Thursday, July 26, 2007

Korn Shell

So I was looking at the Facebook programming puzzles the other day. For those of you who haven't stumbled upon them, the puzzles are meant to be completed by would-be applicants in one or more of the suggested languages (those used by Facebook, according another article). In most puzzles, additional solutions in other languages are encouraged, and in some puzzles partial or probabilistic solutions are also accepted.

One problem I thought was interesting was the Korn Shell problem. Go ahead and read it now, otherwise this post is pretty pointless :-P


When I first read the puzzle, I don't think I quite understood it, so here's a quick example. Say we're working in a six letter alphabet (A-F). The keyboard could've been swapped in many ways, but I'll give 2 of them:

Keyboard 1


A->F
B->E
C->B
D->D
E->C
F->A


Keyboard 2

A->F
B->E
C->D
D->C
E->B
F->A


A -> F means that typing A on the keyboard yields F on the screen, as you would expect. So if we take the word "FACE", we get these iterations











Keyboard 1Keyboard 2
AFBCAFDB
FAEBFACE
AFCE
FABC
AFEB
FACE

So the first keyboard yields many more iterations than the second, with a total of 6. In fact, in an alphabet of 6, the maximum number of iterations you can have for any word is 6, but I'm getting ahead of myself.

The first thing you may notice is that a keyboard is really just a permutation. One thing you might quickly notice after that is, for any given keyboard, repeats of a character are irrelevant. Finally, even thought the characters of a word matter in a given keyboard, there is always another keyboard that will take the same number of steps for a transformed version of the word. For instance, since there are keyboards that transform "FACE" in six and two steps, there are also keyboards that transform "AFCE" and "DBCA" in six and two steps. Thus, for any given word, the only determining factor is the number of unique characters.

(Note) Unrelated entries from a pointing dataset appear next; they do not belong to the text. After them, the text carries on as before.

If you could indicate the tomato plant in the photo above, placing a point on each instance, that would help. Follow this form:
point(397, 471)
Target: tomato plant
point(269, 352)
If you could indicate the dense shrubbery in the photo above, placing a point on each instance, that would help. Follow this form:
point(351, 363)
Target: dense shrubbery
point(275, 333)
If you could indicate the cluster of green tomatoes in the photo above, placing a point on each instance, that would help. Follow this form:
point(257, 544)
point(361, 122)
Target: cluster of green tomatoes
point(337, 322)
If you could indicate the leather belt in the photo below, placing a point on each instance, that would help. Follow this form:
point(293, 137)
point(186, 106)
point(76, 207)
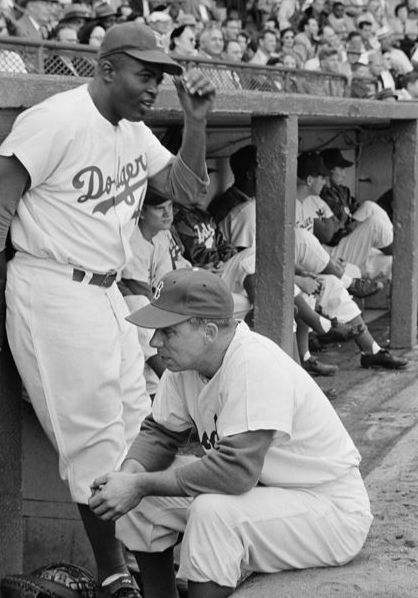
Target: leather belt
point(99, 280)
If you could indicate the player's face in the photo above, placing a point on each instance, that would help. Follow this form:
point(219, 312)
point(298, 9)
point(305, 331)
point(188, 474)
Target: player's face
point(159, 217)
point(133, 89)
point(181, 347)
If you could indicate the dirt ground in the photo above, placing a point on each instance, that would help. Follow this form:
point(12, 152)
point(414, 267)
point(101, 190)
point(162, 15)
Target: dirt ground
point(380, 410)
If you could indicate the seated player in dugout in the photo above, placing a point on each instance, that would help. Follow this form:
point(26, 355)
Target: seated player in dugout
point(279, 485)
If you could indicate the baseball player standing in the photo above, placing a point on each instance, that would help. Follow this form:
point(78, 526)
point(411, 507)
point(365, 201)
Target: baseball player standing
point(279, 486)
point(74, 172)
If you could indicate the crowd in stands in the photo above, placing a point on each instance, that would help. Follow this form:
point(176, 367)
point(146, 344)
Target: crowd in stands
point(372, 44)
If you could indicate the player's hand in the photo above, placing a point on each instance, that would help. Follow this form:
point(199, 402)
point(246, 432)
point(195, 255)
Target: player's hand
point(196, 93)
point(114, 494)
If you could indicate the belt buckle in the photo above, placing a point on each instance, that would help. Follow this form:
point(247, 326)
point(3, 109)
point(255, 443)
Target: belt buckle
point(108, 278)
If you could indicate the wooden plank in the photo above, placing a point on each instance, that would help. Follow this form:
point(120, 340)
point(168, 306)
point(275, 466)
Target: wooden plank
point(276, 140)
point(11, 524)
point(405, 247)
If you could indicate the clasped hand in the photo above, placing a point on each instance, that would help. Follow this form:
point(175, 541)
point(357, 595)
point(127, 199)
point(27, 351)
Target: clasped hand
point(114, 494)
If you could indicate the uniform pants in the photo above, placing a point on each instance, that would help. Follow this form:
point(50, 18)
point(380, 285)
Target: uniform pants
point(81, 364)
point(267, 529)
point(374, 231)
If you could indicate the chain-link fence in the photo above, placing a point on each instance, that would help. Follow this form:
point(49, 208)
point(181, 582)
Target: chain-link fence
point(18, 55)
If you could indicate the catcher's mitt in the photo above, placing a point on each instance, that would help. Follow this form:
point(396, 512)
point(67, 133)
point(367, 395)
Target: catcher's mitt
point(59, 580)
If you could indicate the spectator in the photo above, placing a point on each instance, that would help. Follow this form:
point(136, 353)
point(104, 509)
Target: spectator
point(306, 42)
point(233, 51)
point(266, 49)
point(161, 24)
point(39, 19)
point(230, 28)
point(183, 42)
point(405, 30)
point(409, 90)
point(341, 23)
point(75, 15)
point(211, 43)
point(10, 61)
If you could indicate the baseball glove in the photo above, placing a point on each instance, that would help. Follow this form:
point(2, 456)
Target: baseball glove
point(58, 580)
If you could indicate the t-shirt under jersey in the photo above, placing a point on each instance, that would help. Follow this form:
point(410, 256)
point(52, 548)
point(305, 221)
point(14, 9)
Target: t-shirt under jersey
point(310, 208)
point(87, 181)
point(258, 386)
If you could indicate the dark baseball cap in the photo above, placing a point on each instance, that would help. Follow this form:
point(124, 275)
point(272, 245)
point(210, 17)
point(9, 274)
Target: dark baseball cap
point(311, 164)
point(332, 157)
point(138, 41)
point(184, 294)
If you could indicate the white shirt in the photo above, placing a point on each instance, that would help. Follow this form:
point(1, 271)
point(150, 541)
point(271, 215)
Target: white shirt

Now let's look at the keyboards more carefully. In mathematics, the permutation group Sn is the... group of all permutations of n elements. These elements are often written as disjoint cycles. For instance, (a b c)(d e) is a permutation with two disjoint cycles. The first cycle imposes that a -> b, b -> c, and c -> a, and the second that d -> e and e -> d. If there are other elements are . So, our keyboards can be written as (A F)(B E C) and (A F)(B E)(C D).

For any k-cycle, it takes k iterations to get back to the starting point. Of course, we also restart after 2k iterations, or 3k, or j*k for that matter. So, if we have a permutation made up of m cycles, of sizes k1 .. km, then the permutation will take L = lcm(k1, .., km) iterations to restart, where lcm is the least common multiple.

So, our keyboard problem is strictly a number theory problem! For a given number of unique characters C, we need to find m, and k1, ..., km > 0 so that LC is maximized, subject to some constraints. Specifically, we can't have more cycles than we have unique letters, but multiple letters can belong to the same cycle, so m <= C. Also, if our keyboard only has K letters, k1 + .. + km <= K.

(Equivalently, we could specify that k1, .., km >= 0, and that m = C. The previous way seems more intuitive, but this way might be more tractable).

For small values of K, this problem is pretty easy. Like I said before (and you can verify this pretty easily), for K = 6, L4 = 6. As a matter of fact, LC = 6 for all valid C. (C = 1 can use a full 6-cycle, and C > 1 can use 2-cycle and a 3-cycle). Of course, the Korn Shell problem is for K = 26. I've yet to come up with any insightful (read: non-brute force) way of computing it, though.